Bir merhaba ile başlamak lazım.Güzel güne gülümsemek gibi bir merhaba lazım.En içten dileklerinle başlaman lazım yaşamaya, yaşlanmaya…

Öyle bir gülmen lazım ki içten içe sımsıcak yalansız.Gün ışığı kıskanmalı gözlerinizin içindeki tarife dökülmez mutluluğu.Zamansız gelen mutluluklar bir başkadır zamanınını beklediğin mutluluk bambaşka.Sevgiliye değil içindeki benliğine teslim olmalı önce insan.

Düşünüyorum da çocukken tek düşüncemiz elimize verilecek şekerler cep harçlıklarıydı büyüdükçe fazla fazla sorumluluk gelir gibi oldu her birimize.Nedeni o aldığımız harçlıkların,şekerlerin nereden geldiğini öğrenmemiz gerektiği gerçegiyle adım adım baş gösterdi.Önceleri kırmızı pabuçlarımı baş ucuma koyardım okula tertemiz elbiselerimle gitmek için bir önceki gece uyuyamazdım.Şimdilerde her şey  kolaysadı sanki.Teknoloji çağının getirdiği bir katılaşma bu.Özünde çocukluk var yaşı kaç olursa olsun insanın,özlem var,bir avuç şekerin mutluluğunu ramazanda bir kap çorba için yaşayanlarımız var.

İleride ne olacaksın diye soran ağabeylerimiz amcalarımız vardı bizim.Şimdi ne yapıyorsun çocuk?

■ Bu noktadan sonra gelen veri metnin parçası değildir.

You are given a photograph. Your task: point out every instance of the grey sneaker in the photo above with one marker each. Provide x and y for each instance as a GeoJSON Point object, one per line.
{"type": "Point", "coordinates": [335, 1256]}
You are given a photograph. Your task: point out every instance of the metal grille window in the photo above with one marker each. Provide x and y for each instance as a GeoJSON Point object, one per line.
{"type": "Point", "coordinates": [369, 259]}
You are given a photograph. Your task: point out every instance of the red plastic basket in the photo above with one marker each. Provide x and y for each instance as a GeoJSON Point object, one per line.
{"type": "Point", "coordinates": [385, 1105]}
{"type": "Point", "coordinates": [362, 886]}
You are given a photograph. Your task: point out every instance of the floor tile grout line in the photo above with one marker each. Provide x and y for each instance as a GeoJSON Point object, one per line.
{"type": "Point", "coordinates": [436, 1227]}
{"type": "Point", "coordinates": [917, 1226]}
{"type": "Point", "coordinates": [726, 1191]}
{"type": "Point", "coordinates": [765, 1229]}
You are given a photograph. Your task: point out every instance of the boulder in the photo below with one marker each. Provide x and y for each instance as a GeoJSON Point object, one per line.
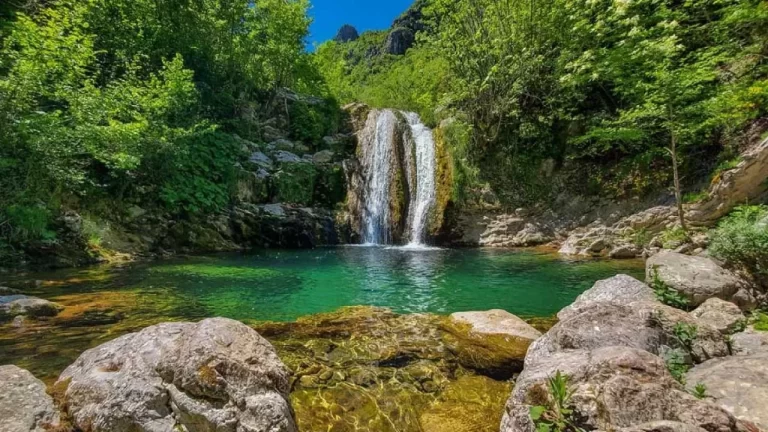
{"type": "Point", "coordinates": [282, 156]}
{"type": "Point", "coordinates": [649, 326]}
{"type": "Point", "coordinates": [24, 404]}
{"type": "Point", "coordinates": [346, 33]}
{"type": "Point", "coordinates": [399, 40]}
{"type": "Point", "coordinates": [613, 387]}
{"type": "Point", "coordinates": [15, 305]}
{"type": "Point", "coordinates": [323, 157]}
{"type": "Point", "coordinates": [697, 278]}
{"type": "Point", "coordinates": [620, 289]}
{"type": "Point", "coordinates": [493, 342]}
{"type": "Point", "coordinates": [749, 342]}
{"type": "Point", "coordinates": [739, 384]}
{"type": "Point", "coordinates": [726, 317]}
{"type": "Point", "coordinates": [217, 374]}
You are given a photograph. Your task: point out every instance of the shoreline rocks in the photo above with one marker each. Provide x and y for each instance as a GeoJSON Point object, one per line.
{"type": "Point", "coordinates": [217, 374]}
{"type": "Point", "coordinates": [24, 404]}
{"type": "Point", "coordinates": [15, 305]}
{"type": "Point", "coordinates": [493, 342]}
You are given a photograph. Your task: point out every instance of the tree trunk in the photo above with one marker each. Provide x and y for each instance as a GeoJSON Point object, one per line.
{"type": "Point", "coordinates": [678, 193]}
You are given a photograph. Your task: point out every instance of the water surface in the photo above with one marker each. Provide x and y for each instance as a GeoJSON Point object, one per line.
{"type": "Point", "coordinates": [107, 301]}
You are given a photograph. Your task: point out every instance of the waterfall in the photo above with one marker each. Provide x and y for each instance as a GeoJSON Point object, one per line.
{"type": "Point", "coordinates": [395, 155]}
{"type": "Point", "coordinates": [424, 199]}
{"type": "Point", "coordinates": [377, 155]}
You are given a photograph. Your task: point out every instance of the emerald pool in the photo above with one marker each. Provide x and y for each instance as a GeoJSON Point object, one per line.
{"type": "Point", "coordinates": [104, 302]}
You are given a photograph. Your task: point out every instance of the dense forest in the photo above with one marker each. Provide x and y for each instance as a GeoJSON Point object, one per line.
{"type": "Point", "coordinates": [110, 103]}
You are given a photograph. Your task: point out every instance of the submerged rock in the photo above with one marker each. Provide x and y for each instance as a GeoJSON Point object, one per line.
{"type": "Point", "coordinates": [493, 342]}
{"type": "Point", "coordinates": [24, 404]}
{"type": "Point", "coordinates": [217, 374]}
{"type": "Point", "coordinates": [697, 278]}
{"type": "Point", "coordinates": [613, 387]}
{"type": "Point", "coordinates": [739, 384]}
{"type": "Point", "coordinates": [15, 305]}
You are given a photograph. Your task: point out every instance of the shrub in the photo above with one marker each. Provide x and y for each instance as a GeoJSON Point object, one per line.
{"type": "Point", "coordinates": [668, 295]}
{"type": "Point", "coordinates": [741, 239]}
{"type": "Point", "coordinates": [201, 175]}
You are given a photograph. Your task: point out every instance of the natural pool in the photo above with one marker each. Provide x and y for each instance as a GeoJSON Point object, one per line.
{"type": "Point", "coordinates": [358, 369]}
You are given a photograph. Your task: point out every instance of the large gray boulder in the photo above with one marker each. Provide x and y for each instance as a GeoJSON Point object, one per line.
{"type": "Point", "coordinates": [749, 342]}
{"type": "Point", "coordinates": [18, 304]}
{"type": "Point", "coordinates": [24, 404]}
{"type": "Point", "coordinates": [739, 384]}
{"type": "Point", "coordinates": [697, 278]}
{"type": "Point", "coordinates": [725, 316]}
{"type": "Point", "coordinates": [620, 289]}
{"type": "Point", "coordinates": [215, 375]}
{"type": "Point", "coordinates": [613, 387]}
{"type": "Point", "coordinates": [648, 326]}
{"type": "Point", "coordinates": [493, 342]}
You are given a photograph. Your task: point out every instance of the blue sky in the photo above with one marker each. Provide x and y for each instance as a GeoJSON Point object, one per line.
{"type": "Point", "coordinates": [364, 15]}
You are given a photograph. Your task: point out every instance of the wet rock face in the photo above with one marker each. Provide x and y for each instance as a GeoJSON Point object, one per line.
{"type": "Point", "coordinates": [726, 317]}
{"type": "Point", "coordinates": [370, 370]}
{"type": "Point", "coordinates": [613, 387]}
{"type": "Point", "coordinates": [214, 375]}
{"type": "Point", "coordinates": [739, 384]}
{"type": "Point", "coordinates": [620, 289]}
{"type": "Point", "coordinates": [697, 278]}
{"type": "Point", "coordinates": [24, 404]}
{"type": "Point", "coordinates": [494, 342]}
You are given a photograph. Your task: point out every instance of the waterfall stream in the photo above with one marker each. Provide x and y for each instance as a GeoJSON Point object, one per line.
{"type": "Point", "coordinates": [424, 199]}
{"type": "Point", "coordinates": [384, 155]}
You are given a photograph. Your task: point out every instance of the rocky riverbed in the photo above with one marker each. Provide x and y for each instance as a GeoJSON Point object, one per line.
{"type": "Point", "coordinates": [632, 363]}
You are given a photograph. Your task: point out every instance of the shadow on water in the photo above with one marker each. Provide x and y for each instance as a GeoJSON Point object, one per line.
{"type": "Point", "coordinates": [104, 302]}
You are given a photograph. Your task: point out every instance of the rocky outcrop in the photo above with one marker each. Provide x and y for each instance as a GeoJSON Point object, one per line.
{"type": "Point", "coordinates": [620, 289]}
{"type": "Point", "coordinates": [744, 183]}
{"type": "Point", "coordinates": [613, 387]}
{"type": "Point", "coordinates": [493, 342]}
{"type": "Point", "coordinates": [24, 404]}
{"type": "Point", "coordinates": [738, 384]}
{"type": "Point", "coordinates": [696, 278]}
{"type": "Point", "coordinates": [346, 33]}
{"type": "Point", "coordinates": [214, 375]}
{"type": "Point", "coordinates": [33, 307]}
{"type": "Point", "coordinates": [725, 316]}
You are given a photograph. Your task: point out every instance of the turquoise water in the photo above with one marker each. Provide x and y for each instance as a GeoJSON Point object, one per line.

Dediğinde logoları gösterip ben uçak yaptım bak deyişleri hatırlayorum o çocuk beklide şimdi istikbalini göklere vurdu.Peki ya o ağabeylerimiz  nerdeler mi? İzliyorlar bizi diye kandırılırdık her seferinde şimdi kandıran biz mi olduk.

Devir aynı devir zaman çabucak akıp geçiyor anlayacağınız.O çocukken ki şeker beklemeler yok artık.Bir devlet kapısı Allah rızası için diyen kalplerimiz var.Zaman döndüğünde rahat geçineyim olacak.Sonra atanayım.Şu tus’u kazanayım diye diye kandırarak geçecek.Lakin bunu yaşam felsefesi haline getirdiğimiz vakit tüm sıkıntı bitecek.Aslında huzur algıda bitiyor.Her güne güzel tebessümlerle uyandığınuzda o gün çok verimli geçiyor.Fark huzuru bulmak da değil.Huzuru oluşturmakta aslında.

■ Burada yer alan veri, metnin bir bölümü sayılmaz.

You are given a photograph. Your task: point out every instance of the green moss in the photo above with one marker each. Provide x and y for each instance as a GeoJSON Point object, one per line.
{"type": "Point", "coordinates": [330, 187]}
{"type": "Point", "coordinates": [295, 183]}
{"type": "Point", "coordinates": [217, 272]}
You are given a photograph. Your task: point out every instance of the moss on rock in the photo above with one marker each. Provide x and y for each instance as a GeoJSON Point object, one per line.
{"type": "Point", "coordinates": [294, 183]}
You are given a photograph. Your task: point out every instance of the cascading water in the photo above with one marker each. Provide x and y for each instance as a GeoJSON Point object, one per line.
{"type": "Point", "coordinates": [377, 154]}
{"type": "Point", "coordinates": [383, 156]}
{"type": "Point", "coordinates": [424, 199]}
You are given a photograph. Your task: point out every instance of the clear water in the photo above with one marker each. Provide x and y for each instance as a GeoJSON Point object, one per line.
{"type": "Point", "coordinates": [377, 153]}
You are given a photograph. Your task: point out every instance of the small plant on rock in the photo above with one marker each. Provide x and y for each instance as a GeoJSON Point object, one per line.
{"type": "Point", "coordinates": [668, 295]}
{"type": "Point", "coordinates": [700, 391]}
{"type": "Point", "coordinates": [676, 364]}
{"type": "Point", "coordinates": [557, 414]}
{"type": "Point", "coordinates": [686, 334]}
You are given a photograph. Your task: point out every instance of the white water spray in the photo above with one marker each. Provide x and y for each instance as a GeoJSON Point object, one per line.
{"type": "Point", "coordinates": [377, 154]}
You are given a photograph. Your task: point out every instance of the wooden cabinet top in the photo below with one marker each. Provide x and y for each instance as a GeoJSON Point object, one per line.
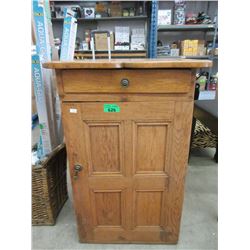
{"type": "Point", "coordinates": [129, 64]}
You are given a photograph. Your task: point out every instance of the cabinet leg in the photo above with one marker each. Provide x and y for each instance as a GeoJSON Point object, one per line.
{"type": "Point", "coordinates": [192, 134]}
{"type": "Point", "coordinates": [216, 154]}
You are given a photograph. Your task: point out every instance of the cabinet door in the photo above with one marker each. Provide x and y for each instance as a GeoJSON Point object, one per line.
{"type": "Point", "coordinates": [130, 188]}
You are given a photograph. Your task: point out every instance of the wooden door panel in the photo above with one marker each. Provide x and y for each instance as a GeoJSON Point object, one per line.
{"type": "Point", "coordinates": [128, 111]}
{"type": "Point", "coordinates": [148, 208]}
{"type": "Point", "coordinates": [131, 185]}
{"type": "Point", "coordinates": [151, 146]}
{"type": "Point", "coordinates": [105, 147]}
{"type": "Point", "coordinates": [108, 207]}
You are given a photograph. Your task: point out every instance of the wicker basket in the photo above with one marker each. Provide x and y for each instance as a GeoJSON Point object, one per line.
{"type": "Point", "coordinates": [49, 187]}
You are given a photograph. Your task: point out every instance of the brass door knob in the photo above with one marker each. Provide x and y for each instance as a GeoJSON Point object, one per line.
{"type": "Point", "coordinates": [124, 83]}
{"type": "Point", "coordinates": [77, 169]}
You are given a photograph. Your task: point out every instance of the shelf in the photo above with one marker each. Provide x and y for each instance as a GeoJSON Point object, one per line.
{"type": "Point", "coordinates": [207, 95]}
{"type": "Point", "coordinates": [187, 57]}
{"type": "Point", "coordinates": [191, 27]}
{"type": "Point", "coordinates": [114, 54]}
{"type": "Point", "coordinates": [103, 19]}
{"type": "Point", "coordinates": [112, 51]}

Hatırlarım dedemin cep saatini çıkarırken bir heyecan sarardı hepimizi acaba o cepte daha neler var deyişimizi.Sanki o an tüm dünyayı satın alacak kadar bir çek çıkacak mı diye düşündüğüm dahi olmuştur.Hayal gücü uçsuz bucaksız şüphe yok.Peki ya her birimiz hayal ettiklerimizi gerçekleştirmek için ciddi anlamda neler yapıyoruz.Olmuyor demesi çok kolay çekilmek pes etmek var elbette ama tam sonuna gelmişken zaferi gögüsleyecekken bırakmak neden?

Algımızın bize verdiği ikilemin esiri olmamak için tüm gayreti sarfetmek gerek.    Hayal gücünde rüyalarda gerçekleşen olaylara inanmayanlar için sapasağlam kanıtlarım var benim.

Dizilerdeki aşklara çarpışmalara çeşitli senaryolara takılıyoruz.How I met your mother dizisindeki esprileri kullanıyoruz belki o halde onların kurgusunun temelinde her birimizin payının olmadığını düşünmek mi saçma geliyor.Uçsuz bucaksız kalan düşünce denizini bir atık yuvasına çeviriyoruz gün geçtikçe.İleride bir iş imkanında beklide sosyallik önemli olacak lakin o sosyalliği direk almak değil asıl sosyallik kendi yorumunu katmaktan geçiyor.Çok iyi İngilizce biliyor olabilmeniz kendinizi çok iyi bir eleman olarak göstermenize yetmiyor.Anlatımınız karşıdaki insanın hissiyatı ve duruşunu da göz önüne almanızı isteyecekler.Saygı sevginin tükenmediği bir yerde bulunmak istiyorsak tam da öyle olmalıyız.Bir kalıba girmeniz için değil bu tavsiyeler.Sadece bilincinizin altındaki ışığı hissedebilmeniz için.

Vel hasıl tüm iş algı da bitiyor.Algınız ne algılamak isterse onu algılıyor ve bir kefeye sokuyor.Tıpkı minareyi çalan kılıfını hazırlar sistematiği gibi.O halde ilk kural huzuru aramak değil bulunduğu huzur algısına huzur ortamı hazırlamak olmalı.Hayal gücünüz sizi esir de yapar vezir de.